Revealing the transient ionization dynamics and mode-coupling mechanisms of helicon discharge through a self-consistent multiphysics model

Helicon plasma sources play a central role in applications ranging from material treatment to space propulsion and fusion, yet the physical processes governing their ignition and transient ionization remain incompletely understood. Here we develop a self-consistent, fully coupled multiphysics framework implemented in COMSOL Multiphysics, that integrates Maxwell's equations, electron energy transport, drift-diffusion kinetics, and heavy-species chemistry to capture the complete spatiotemporal evolution of helicon discharges.

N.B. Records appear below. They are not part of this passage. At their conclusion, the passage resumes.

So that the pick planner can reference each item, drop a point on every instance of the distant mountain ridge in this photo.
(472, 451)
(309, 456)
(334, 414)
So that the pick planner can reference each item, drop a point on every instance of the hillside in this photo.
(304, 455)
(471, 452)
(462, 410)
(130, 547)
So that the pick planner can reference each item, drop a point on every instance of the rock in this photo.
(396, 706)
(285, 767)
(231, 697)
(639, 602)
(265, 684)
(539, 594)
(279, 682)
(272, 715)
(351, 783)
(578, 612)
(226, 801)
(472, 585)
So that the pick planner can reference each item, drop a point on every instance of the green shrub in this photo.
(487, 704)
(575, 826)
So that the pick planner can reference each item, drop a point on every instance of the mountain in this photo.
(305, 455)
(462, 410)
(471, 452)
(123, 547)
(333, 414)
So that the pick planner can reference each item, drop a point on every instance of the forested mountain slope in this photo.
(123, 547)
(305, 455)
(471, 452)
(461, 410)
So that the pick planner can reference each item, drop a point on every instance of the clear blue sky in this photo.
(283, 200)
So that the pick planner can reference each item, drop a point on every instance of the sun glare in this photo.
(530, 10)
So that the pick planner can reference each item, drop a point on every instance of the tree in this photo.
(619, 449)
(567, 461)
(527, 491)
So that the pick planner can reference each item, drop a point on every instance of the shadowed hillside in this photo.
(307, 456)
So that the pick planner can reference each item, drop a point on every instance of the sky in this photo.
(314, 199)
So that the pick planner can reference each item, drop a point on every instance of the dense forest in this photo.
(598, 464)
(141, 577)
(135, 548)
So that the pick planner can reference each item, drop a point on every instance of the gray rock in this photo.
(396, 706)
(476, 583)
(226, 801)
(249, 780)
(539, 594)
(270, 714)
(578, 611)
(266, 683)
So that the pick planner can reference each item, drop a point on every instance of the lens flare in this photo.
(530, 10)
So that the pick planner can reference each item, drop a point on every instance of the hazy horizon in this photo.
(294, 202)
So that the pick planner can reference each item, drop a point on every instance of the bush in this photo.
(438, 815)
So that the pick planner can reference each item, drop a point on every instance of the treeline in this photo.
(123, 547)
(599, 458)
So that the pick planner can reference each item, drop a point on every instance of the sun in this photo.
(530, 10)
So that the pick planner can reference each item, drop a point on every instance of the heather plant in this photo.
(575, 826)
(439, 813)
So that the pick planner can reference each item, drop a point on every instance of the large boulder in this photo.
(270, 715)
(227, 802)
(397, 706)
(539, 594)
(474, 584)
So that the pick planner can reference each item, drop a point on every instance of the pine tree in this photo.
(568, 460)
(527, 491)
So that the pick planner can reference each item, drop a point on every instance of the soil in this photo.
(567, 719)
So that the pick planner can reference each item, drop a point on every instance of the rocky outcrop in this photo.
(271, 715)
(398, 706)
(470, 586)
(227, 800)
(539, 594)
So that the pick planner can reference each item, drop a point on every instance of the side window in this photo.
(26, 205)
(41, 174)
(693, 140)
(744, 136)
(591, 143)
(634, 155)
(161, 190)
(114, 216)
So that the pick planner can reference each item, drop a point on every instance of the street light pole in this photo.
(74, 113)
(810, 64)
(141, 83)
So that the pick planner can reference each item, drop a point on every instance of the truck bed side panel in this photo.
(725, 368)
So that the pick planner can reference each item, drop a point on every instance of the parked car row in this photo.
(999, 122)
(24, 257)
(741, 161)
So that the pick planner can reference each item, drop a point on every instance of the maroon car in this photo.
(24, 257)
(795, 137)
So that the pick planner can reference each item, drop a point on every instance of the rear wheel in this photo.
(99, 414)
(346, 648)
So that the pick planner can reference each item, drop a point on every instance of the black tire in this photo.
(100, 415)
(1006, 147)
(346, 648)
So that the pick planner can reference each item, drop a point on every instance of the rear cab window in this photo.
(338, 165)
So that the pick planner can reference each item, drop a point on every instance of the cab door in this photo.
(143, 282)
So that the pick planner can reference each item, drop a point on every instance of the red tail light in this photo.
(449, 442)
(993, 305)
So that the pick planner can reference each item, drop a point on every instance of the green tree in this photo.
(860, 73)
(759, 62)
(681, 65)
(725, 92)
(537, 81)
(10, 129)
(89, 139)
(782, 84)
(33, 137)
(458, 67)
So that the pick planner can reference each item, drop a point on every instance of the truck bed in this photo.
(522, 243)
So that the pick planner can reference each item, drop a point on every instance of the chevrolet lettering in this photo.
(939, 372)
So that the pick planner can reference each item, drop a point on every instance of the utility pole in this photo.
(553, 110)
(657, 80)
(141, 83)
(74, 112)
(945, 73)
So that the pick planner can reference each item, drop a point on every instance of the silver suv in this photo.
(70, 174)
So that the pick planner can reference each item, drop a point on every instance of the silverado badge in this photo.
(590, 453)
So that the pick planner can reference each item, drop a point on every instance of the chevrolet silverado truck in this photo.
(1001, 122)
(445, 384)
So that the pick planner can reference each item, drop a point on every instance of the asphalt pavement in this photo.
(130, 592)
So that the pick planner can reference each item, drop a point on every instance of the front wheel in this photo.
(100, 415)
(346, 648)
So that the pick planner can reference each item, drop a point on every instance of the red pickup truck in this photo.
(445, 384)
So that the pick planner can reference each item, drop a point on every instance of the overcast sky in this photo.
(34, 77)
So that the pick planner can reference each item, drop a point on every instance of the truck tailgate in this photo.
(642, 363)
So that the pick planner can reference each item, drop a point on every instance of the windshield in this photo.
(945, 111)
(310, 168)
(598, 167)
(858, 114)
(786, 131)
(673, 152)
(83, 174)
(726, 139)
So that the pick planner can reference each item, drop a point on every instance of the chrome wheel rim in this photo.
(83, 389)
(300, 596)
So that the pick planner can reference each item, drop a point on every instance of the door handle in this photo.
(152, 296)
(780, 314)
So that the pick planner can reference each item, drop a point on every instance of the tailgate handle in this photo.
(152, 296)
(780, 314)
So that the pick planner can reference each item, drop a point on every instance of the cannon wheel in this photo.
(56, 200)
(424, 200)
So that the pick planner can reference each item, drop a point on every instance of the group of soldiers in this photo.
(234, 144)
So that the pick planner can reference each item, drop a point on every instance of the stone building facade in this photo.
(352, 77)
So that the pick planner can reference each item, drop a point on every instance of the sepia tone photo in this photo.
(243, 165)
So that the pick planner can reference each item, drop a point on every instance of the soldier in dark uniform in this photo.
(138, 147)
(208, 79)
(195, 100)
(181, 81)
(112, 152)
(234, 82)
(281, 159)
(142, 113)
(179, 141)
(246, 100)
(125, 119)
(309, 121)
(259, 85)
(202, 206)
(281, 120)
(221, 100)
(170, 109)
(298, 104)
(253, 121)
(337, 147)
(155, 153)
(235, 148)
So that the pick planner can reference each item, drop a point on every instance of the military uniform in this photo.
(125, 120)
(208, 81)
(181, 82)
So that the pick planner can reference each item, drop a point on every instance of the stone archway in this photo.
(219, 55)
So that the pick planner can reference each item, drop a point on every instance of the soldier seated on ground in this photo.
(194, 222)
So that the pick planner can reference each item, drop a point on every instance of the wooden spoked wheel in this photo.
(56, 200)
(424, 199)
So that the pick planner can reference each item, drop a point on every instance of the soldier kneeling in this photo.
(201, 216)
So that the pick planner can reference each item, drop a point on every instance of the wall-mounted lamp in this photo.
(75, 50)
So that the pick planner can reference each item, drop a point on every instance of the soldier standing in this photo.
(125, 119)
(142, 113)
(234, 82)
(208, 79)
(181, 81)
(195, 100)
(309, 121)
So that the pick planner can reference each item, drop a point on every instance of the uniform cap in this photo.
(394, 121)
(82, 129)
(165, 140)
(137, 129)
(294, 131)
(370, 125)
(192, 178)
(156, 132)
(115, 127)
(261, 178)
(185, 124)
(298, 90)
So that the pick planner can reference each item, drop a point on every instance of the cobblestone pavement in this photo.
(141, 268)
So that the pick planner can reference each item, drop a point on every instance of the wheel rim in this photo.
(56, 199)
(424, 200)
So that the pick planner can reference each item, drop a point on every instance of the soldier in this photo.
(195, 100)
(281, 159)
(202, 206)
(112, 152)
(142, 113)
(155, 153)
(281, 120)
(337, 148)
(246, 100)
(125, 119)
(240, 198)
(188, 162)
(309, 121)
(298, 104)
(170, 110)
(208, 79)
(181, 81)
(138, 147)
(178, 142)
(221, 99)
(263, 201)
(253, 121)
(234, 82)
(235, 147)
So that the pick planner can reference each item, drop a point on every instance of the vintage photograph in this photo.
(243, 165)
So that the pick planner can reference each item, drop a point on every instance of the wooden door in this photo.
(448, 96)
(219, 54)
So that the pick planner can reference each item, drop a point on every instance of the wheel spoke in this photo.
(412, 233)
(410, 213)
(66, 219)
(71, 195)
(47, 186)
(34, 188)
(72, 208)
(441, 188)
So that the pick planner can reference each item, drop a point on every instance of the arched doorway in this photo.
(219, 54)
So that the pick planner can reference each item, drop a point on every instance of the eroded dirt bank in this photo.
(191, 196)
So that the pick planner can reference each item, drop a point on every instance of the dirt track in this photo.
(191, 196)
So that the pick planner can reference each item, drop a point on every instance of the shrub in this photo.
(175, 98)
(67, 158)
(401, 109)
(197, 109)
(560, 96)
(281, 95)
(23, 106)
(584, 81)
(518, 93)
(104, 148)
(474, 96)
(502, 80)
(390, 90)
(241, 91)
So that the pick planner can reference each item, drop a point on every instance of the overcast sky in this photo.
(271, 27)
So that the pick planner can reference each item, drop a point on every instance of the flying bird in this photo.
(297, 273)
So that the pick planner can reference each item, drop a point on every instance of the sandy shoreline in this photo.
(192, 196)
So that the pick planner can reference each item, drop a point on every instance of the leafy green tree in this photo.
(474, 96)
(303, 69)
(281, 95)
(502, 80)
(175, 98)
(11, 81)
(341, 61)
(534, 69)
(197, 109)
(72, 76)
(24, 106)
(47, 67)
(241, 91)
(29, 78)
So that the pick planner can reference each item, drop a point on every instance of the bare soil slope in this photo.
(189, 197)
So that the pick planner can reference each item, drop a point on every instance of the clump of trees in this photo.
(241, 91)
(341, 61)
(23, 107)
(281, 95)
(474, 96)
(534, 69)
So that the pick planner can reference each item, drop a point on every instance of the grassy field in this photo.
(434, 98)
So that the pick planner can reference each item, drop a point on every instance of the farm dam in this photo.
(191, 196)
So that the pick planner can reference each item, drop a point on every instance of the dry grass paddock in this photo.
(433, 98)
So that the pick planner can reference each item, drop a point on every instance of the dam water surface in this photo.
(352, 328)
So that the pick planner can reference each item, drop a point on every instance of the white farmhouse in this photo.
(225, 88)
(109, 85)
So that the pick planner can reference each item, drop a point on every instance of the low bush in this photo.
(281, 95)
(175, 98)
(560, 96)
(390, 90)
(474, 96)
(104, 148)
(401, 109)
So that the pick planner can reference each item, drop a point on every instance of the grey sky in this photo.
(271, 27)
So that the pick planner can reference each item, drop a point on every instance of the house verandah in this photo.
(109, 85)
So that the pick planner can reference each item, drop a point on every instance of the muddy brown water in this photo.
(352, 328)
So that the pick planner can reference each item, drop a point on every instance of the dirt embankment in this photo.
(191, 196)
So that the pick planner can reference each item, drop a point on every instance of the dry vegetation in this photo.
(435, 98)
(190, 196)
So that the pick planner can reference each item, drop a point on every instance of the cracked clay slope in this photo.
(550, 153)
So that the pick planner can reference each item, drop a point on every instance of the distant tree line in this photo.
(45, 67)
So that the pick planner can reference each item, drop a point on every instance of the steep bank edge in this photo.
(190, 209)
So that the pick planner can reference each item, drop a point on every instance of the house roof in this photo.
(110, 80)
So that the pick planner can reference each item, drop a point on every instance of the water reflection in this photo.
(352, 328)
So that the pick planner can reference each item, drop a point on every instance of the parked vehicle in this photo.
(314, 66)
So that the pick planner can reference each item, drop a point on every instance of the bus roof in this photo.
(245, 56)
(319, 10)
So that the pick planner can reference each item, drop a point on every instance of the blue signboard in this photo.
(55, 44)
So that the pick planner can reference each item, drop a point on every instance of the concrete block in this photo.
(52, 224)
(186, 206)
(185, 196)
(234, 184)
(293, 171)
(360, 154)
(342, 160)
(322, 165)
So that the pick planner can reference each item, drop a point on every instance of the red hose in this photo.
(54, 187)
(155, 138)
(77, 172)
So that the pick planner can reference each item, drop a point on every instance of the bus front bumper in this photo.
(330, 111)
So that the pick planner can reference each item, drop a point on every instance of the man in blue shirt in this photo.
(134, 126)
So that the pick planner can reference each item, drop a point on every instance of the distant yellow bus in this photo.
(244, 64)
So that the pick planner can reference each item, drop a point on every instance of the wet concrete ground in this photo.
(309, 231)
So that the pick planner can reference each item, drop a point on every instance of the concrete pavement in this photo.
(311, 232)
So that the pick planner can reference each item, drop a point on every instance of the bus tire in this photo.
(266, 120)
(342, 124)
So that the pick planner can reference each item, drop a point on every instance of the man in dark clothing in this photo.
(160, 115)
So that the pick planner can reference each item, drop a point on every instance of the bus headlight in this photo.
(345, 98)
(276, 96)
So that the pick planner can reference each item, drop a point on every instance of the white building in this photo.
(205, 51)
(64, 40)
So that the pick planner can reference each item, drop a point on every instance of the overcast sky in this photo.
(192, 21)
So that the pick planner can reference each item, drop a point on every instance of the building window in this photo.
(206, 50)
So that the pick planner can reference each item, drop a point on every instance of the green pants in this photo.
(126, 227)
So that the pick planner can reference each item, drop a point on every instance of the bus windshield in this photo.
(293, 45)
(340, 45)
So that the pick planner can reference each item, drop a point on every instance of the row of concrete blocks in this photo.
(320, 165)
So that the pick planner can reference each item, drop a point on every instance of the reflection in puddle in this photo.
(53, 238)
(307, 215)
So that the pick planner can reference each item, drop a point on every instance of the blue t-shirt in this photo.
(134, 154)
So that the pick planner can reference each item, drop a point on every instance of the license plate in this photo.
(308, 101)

The model reproduces experimental measurements across pressure, magnetic field, and frequency ranges, and reveals a previously unresolved transient ionization stage characterized by a rapid density rise within ~ 10- 4 s, accompanied by a two-peak electron temperature structure that governs the formation of the dense plasma core. By tracking the RF power flow and field topology, we characterize the transient redistribution of RF energy during ignition. A short-lived phase of localized energy deposition accompanies the onset of ionization, followed by a gradual restructuring of the RF field distribution as the plasma density increases, together with rapid density growth and profile restructuring. Systematic parametric scans further reveal the sensitivity of this mode-coupling process to gas pressure, magnetic field strength, and driving frequency. These results provide a unified picture of the ignition in helicon plasmas and establish a predictive tool for the design and optimization of RF plasma sources across space propulsion, manufacturing, and fusion technologies.